CHENNAI: The Bhagavad Gita is one of the three important scriptures (Prasthanatraya) in Vedanta. Though the preceptors have interpreted the text according to their philosophical standpoints there is no argument regarding its import as the varied interpretations only cater to the preference of the spiritual seeker with regard to the path to salvation.
In his discourse, Sri C.L.Ramakrishnan said the 18 chapters of the Gita had been divided into three equal sections of six chapters in the Advaita school to expound the paths (Yoga) of action (Karma), devotion (Bhakti) and knowledge (Jnana). Madhusudana Saraswati explains that these three sections are elucidation of one of the important Upanishad aphorisms, `Tat tvam asi', asserting the identity of the individual Self (Atman) with the Absolute (Brahman). The first six chapters delineate the importance of performing action without attachment to the result, which will cleanse the mind of the spiritual aspirant of its latent tendencies, which impel the mind in the form of desires. Thus the objective of Karma yoga is preparation of the mind for the next stage of practising devotion, which is set out in the next six chapters.
The last section is devoted to the exposition of Jnana yoga, which is explained by the knower (the individual) and the field of knowledge (matter with its evolutes along with the Self). The knowledge that it is the Absolute, which resides as the Self in all is the highest wisdom, which removes ignorance leading to liberation from bondage. An individual does not realise he is the blissful Self (Atman) and thereby identifies with his body-mind-intellect personality because of ignorance.

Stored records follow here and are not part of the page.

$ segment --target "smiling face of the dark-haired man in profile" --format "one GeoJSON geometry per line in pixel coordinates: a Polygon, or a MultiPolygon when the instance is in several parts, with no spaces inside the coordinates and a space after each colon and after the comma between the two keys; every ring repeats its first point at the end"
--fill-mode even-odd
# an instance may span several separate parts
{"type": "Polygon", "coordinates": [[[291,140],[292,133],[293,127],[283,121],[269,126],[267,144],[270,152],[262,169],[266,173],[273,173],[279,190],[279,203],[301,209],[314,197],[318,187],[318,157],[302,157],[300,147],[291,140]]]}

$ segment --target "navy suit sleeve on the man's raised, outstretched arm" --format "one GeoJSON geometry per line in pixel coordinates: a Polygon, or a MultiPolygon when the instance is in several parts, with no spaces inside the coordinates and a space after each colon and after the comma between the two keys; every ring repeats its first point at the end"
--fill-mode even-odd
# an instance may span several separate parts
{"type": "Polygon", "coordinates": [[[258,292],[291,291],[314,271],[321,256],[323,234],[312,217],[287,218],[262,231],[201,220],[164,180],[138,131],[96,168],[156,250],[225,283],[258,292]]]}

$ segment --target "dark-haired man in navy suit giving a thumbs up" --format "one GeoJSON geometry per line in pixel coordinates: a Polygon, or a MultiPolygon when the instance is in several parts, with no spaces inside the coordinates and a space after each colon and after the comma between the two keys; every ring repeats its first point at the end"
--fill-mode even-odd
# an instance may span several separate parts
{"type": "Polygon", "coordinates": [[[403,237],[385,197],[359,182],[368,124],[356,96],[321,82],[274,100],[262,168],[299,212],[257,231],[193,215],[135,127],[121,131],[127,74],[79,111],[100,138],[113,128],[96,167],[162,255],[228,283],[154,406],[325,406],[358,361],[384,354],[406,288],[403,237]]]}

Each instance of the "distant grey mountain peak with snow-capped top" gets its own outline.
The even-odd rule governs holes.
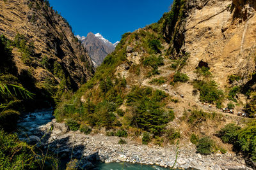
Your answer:
[[[93,34],[92,32],[89,32],[86,37],[79,35],[77,35],[76,37],[79,39],[79,41],[82,42],[84,48],[86,48],[95,67],[102,64],[104,58],[109,53],[113,52],[116,45],[118,45],[119,43],[119,41],[116,41],[116,43],[114,44],[111,43],[100,33]]]

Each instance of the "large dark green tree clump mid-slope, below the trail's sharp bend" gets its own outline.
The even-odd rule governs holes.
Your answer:
[[[131,125],[156,135],[163,132],[168,123],[168,114],[161,108],[165,97],[167,95],[161,90],[152,93],[150,88],[133,87],[126,101],[128,106],[134,108]]]

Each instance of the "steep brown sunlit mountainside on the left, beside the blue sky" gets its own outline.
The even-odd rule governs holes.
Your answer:
[[[24,41],[33,54],[22,57],[22,47],[13,48],[19,73],[26,70],[36,82],[46,79],[66,81],[71,89],[92,77],[94,69],[88,53],[74,37],[65,18],[52,10],[48,1],[0,1],[0,34]],[[21,40],[22,39],[22,40]]]

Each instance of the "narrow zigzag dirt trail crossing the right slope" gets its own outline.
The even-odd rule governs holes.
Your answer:
[[[150,88],[156,89],[156,90],[162,90],[162,91],[166,92],[166,94],[169,94],[170,96],[177,97],[179,99],[179,101],[182,101],[183,103],[189,104],[190,106],[196,106],[196,107],[200,108],[203,111],[216,112],[216,113],[221,113],[222,115],[227,115],[227,116],[231,116],[231,117],[244,118],[244,117],[240,117],[238,115],[234,115],[234,114],[230,114],[230,113],[224,113],[218,108],[209,108],[208,105],[204,106],[204,104],[202,104],[200,102],[196,102],[195,100],[193,101],[191,99],[186,98],[186,95],[184,96],[184,98],[182,98],[182,97],[179,96],[179,92],[176,92],[176,94],[174,93],[175,90],[173,90],[173,88],[168,88],[168,89],[172,89],[172,90],[167,91],[167,90],[165,90],[165,88],[162,85],[152,85],[152,84],[149,83],[154,78],[167,77],[170,74],[175,73],[175,71],[171,71],[170,69],[166,69],[167,67],[170,67],[171,65],[172,65],[172,63],[170,63],[170,60],[164,59],[164,66],[159,67],[160,74],[143,80],[141,82],[141,85],[143,85],[145,87],[150,87]],[[168,87],[170,87],[170,85],[168,85]],[[244,118],[244,119],[252,120],[253,118]]]

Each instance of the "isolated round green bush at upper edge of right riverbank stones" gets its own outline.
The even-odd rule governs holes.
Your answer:
[[[216,146],[214,141],[209,137],[203,137],[198,140],[196,145],[196,152],[208,155],[214,152]]]

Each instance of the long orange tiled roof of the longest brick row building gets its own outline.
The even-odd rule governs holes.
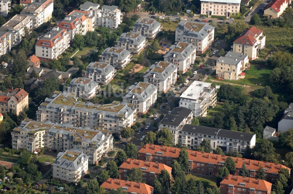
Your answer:
[[[146,144],[142,146],[139,150],[139,153],[150,153],[156,154],[156,152],[161,152],[160,155],[164,157],[173,157],[177,158],[179,156],[179,152],[181,149],[179,148],[172,148],[167,146],[156,146],[151,144]],[[188,151],[188,159],[193,160],[195,162],[202,162],[202,163],[212,163],[212,164],[219,164],[219,162],[225,162],[228,156],[222,156],[217,154],[205,153],[205,152],[197,152],[192,150]],[[275,164],[271,162],[263,162],[258,160],[250,160],[245,158],[237,158],[232,157],[236,163],[236,168],[240,169],[242,167],[243,162],[245,162],[246,166],[250,170],[257,170],[260,166],[264,169],[267,169],[267,173],[275,173],[278,174],[281,168],[287,168],[290,172],[290,168],[282,165],[282,164]]]

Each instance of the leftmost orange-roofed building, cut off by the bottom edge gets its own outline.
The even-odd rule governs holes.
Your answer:
[[[105,192],[109,192],[111,189],[122,188],[123,191],[131,194],[153,194],[154,187],[147,185],[146,183],[132,182],[132,181],[123,181],[119,179],[109,178],[103,182],[100,186],[105,189]]]

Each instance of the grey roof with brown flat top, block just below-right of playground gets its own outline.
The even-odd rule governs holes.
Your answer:
[[[164,56],[164,58],[168,58],[169,56],[176,56],[178,57],[179,60],[185,60],[188,56],[190,56],[191,53],[193,53],[193,51],[195,50],[196,46],[193,46],[193,44],[189,43],[188,46],[186,46],[183,51],[181,52],[176,52],[176,48],[181,48],[180,44],[186,44],[187,43],[183,43],[183,42],[178,42],[178,44],[176,45],[171,45],[169,48],[169,51],[166,53],[166,55]],[[175,48],[175,49],[173,49]],[[172,50],[173,49],[173,50]]]

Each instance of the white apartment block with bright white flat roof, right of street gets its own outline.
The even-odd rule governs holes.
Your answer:
[[[211,83],[194,81],[180,96],[180,107],[193,111],[194,117],[207,116],[207,108],[217,102],[217,90]]]

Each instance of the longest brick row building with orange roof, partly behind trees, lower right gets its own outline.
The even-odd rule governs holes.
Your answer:
[[[148,160],[152,162],[159,162],[171,166],[172,160],[176,160],[181,149],[167,146],[157,146],[147,144],[142,146],[138,152],[139,160]],[[216,176],[221,167],[224,166],[227,156],[188,151],[189,171],[197,174],[205,174]],[[236,174],[245,162],[247,169],[250,172],[250,177],[255,177],[255,172],[259,167],[263,167],[267,181],[274,182],[277,174],[281,168],[290,169],[282,164],[275,164],[270,162],[262,162],[257,160],[250,160],[245,158],[232,157],[236,163]]]

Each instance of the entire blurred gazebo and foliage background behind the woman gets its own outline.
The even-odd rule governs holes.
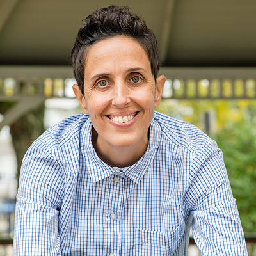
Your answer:
[[[216,140],[256,255],[255,0],[0,0],[0,256],[13,254],[22,157],[45,129],[81,113],[70,49],[82,20],[109,4],[129,6],[156,33],[167,78],[157,110]],[[200,255],[192,236],[188,255]]]

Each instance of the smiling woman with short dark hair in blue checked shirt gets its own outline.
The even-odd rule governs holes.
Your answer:
[[[221,151],[154,111],[154,33],[127,8],[88,16],[72,49],[84,112],[46,131],[22,164],[15,255],[247,255]]]

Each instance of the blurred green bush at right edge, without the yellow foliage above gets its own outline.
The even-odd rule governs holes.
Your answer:
[[[255,122],[228,124],[215,138],[224,161],[244,232],[256,231],[256,129]]]

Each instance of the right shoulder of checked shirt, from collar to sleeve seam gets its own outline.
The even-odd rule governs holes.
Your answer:
[[[176,147],[186,148],[191,152],[210,150],[217,147],[203,131],[189,122],[178,120],[164,113],[154,111],[154,120],[160,125],[162,137]]]

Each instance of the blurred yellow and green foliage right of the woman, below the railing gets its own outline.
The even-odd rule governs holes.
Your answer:
[[[216,113],[216,134],[210,134],[223,151],[244,232],[256,232],[256,101],[165,99],[156,108],[200,129],[202,113]]]

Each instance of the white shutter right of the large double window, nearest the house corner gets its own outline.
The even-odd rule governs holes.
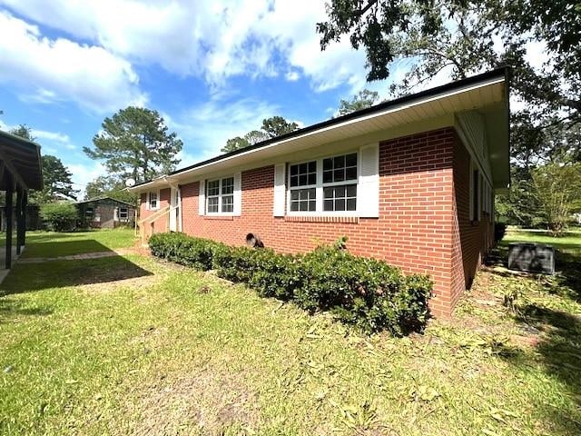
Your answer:
[[[359,149],[357,212],[362,218],[379,218],[379,144]]]

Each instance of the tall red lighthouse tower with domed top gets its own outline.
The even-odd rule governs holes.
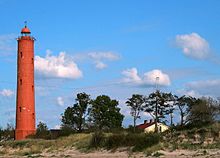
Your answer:
[[[25,27],[21,30],[17,55],[17,100],[15,140],[35,133],[34,37]]]

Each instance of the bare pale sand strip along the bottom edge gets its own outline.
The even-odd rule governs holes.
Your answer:
[[[219,149],[201,149],[197,151],[190,150],[175,150],[175,151],[158,151],[161,154],[161,158],[220,158]],[[82,153],[76,149],[68,149],[65,151],[56,152],[43,152],[41,154],[34,154],[29,156],[16,156],[16,155],[0,155],[0,158],[20,158],[20,157],[46,157],[46,158],[143,158],[143,157],[155,157],[147,156],[145,153],[128,153],[126,151],[95,151],[90,153]]]

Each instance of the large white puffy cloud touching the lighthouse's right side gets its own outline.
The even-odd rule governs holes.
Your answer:
[[[78,79],[82,77],[82,71],[77,64],[67,57],[65,52],[60,52],[58,56],[51,55],[47,50],[45,58],[35,56],[36,74],[45,78]]]

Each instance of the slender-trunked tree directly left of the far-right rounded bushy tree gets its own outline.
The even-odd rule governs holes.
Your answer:
[[[175,96],[175,105],[177,105],[180,111],[180,126],[184,126],[187,123],[186,116],[189,114],[190,109],[195,101],[196,98],[191,96]]]

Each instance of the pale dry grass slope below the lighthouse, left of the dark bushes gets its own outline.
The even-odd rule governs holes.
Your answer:
[[[66,148],[83,150],[89,144],[90,134],[74,134],[56,140],[29,139],[22,141],[7,141],[0,143],[0,155],[31,156],[42,152],[52,152]]]

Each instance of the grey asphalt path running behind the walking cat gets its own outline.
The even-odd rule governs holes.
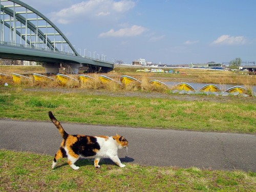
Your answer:
[[[256,172],[256,135],[61,123],[69,134],[123,135],[122,162]],[[0,119],[0,148],[54,156],[61,136],[52,122]],[[108,163],[103,160],[100,164]],[[51,162],[49,162],[51,166]]]

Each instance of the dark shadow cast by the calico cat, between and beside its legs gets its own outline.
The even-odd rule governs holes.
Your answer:
[[[120,161],[122,163],[130,163],[130,162],[133,162],[134,159],[131,158],[131,157],[123,157],[123,158],[119,158]],[[56,168],[59,168],[59,167],[62,167],[62,166],[67,166],[68,163],[62,163],[62,164],[59,164],[56,166]],[[93,158],[88,158],[88,159],[79,159],[75,165],[79,166],[79,167],[82,167],[82,166],[89,166],[89,165],[92,165],[94,166],[94,159]],[[102,158],[100,159],[100,162],[99,162],[99,165],[116,165],[111,159],[109,158]]]

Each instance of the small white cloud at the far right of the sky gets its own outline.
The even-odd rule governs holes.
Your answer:
[[[214,45],[243,45],[246,43],[246,38],[244,36],[230,36],[221,35],[215,41],[212,42]]]

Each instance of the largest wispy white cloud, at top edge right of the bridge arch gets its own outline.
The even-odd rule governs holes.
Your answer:
[[[69,24],[82,19],[118,19],[134,6],[135,2],[132,0],[118,2],[114,0],[88,0],[61,9],[58,12],[52,12],[51,19],[61,24]]]

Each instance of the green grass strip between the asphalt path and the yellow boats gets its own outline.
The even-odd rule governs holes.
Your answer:
[[[92,95],[45,88],[23,91],[0,89],[0,118],[49,120],[53,111],[60,121],[160,129],[256,133],[254,99],[229,97],[216,102],[198,100]],[[189,96],[187,96],[189,97]]]

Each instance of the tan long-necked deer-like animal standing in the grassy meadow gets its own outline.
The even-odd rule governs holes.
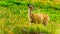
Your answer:
[[[28,4],[28,19],[30,23],[42,23],[43,25],[47,25],[49,21],[49,16],[47,14],[35,14],[32,13],[34,7]]]

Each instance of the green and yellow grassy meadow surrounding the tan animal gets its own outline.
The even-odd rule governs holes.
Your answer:
[[[50,21],[29,24],[28,4],[33,13],[48,14]],[[0,0],[0,34],[60,34],[60,2],[53,0]]]

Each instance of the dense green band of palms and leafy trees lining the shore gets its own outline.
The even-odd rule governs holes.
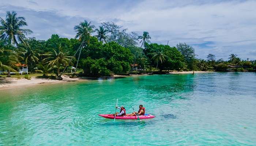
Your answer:
[[[214,54],[196,58],[195,49],[187,43],[176,46],[150,43],[150,33],[128,32],[113,22],[96,28],[83,20],[74,27],[74,38],[53,34],[48,40],[29,37],[33,33],[26,19],[16,12],[0,18],[0,70],[11,76],[18,73],[18,64],[26,64],[30,73],[44,76],[68,73],[75,65],[79,76],[110,76],[112,74],[165,73],[170,70],[255,71],[256,61],[242,60],[230,54],[228,60],[216,60]],[[7,71],[5,73],[5,71]]]

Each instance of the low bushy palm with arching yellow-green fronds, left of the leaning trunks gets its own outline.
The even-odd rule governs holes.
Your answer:
[[[46,61],[49,66],[53,68],[57,68],[57,76],[60,74],[61,66],[73,65],[71,60],[72,56],[67,56],[68,52],[64,50],[64,48],[58,44],[56,49],[52,49],[51,52],[43,54],[47,56],[47,58],[42,59],[42,61]]]

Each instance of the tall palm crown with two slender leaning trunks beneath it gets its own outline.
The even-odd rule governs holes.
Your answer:
[[[82,48],[84,47],[83,46],[84,42],[87,42],[87,45],[89,45],[90,38],[91,38],[91,33],[94,32],[94,30],[93,30],[94,27],[95,26],[92,25],[91,22],[87,22],[86,20],[84,20],[84,22],[80,22],[79,25],[74,27],[74,30],[76,32],[75,38],[78,38],[79,41],[81,41],[81,45],[76,50],[76,53],[80,50],[79,55],[78,55],[78,60],[76,62],[76,69],[77,69],[77,66],[78,66],[78,62],[79,62],[79,58],[80,58]],[[75,57],[76,53],[73,55],[73,57]],[[72,59],[73,59],[73,57],[72,57]],[[67,69],[67,67],[68,67],[68,64],[65,66],[65,68],[62,71],[62,73],[60,74],[60,76],[64,73],[64,71]],[[75,72],[76,72],[76,69],[75,69]]]

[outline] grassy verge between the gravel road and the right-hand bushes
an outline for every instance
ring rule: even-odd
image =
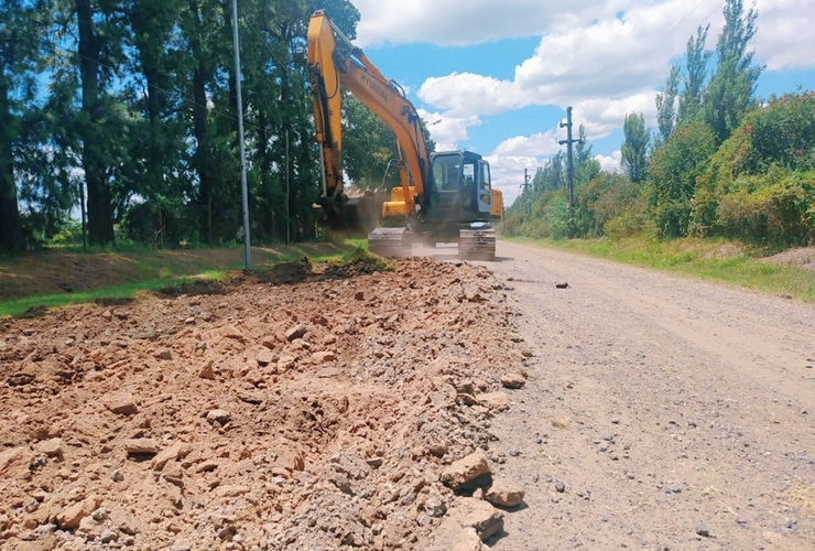
[[[569,252],[577,252],[643,268],[720,281],[785,298],[815,302],[815,271],[771,262],[767,251],[741,244],[714,239],[649,240],[628,239],[543,239],[510,238]]]

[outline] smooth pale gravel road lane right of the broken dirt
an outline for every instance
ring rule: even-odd
[[[815,549],[815,305],[498,255],[534,360],[492,423],[526,497],[491,549]]]

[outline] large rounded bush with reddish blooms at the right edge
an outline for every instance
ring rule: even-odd
[[[815,95],[772,99],[748,114],[698,177],[694,235],[812,241]]]

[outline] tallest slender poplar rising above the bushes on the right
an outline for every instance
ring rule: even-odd
[[[752,65],[747,44],[756,35],[758,12],[745,13],[742,0],[725,2],[725,26],[716,45],[716,72],[704,93],[705,120],[718,140],[726,140],[753,102],[763,66]]]

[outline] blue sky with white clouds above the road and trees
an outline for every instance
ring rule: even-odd
[[[643,112],[687,39],[710,25],[716,47],[724,0],[355,0],[355,43],[408,91],[438,150],[485,155],[510,204],[523,170],[561,149],[567,106],[607,170],[619,169],[622,123]],[[749,9],[751,0],[745,0]],[[757,95],[815,89],[815,1],[757,0]]]

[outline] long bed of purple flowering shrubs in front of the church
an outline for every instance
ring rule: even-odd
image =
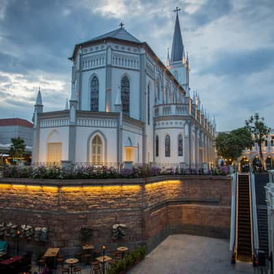
[[[58,166],[3,166],[3,177],[29,179],[115,179],[115,178],[145,178],[160,175],[228,175],[227,166],[221,169],[208,169],[204,173],[199,168],[172,168],[147,165],[133,166],[132,169],[119,169],[114,166],[71,165],[66,169]]]

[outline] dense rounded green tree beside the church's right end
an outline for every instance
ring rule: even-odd
[[[253,145],[251,133],[246,127],[234,129],[230,133],[220,133],[216,139],[216,149],[218,155],[227,158],[229,163],[237,160],[244,149]]]

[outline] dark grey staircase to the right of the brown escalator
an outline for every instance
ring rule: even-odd
[[[269,256],[269,234],[267,222],[266,195],[264,186],[269,182],[268,173],[255,174],[255,188],[257,200],[257,220],[260,250],[265,252],[265,258]]]

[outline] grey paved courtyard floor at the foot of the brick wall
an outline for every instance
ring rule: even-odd
[[[129,274],[230,274],[253,273],[251,264],[230,268],[229,241],[172,235],[156,247]]]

So all spiritual practices are intended to remove this delusion after which the Self will shine in its pristine splendour.
Sankara opens his commentary on the Brahmasutra with man's delusion by which he imposes that which is not there on that which is eternal. Vedanta uses the oft-quoted analogy of mistaking a rope for a snake to explain this phenomenon. So, the purpose of Vedanta is to remove man's ignorance which only knowledge can bring about.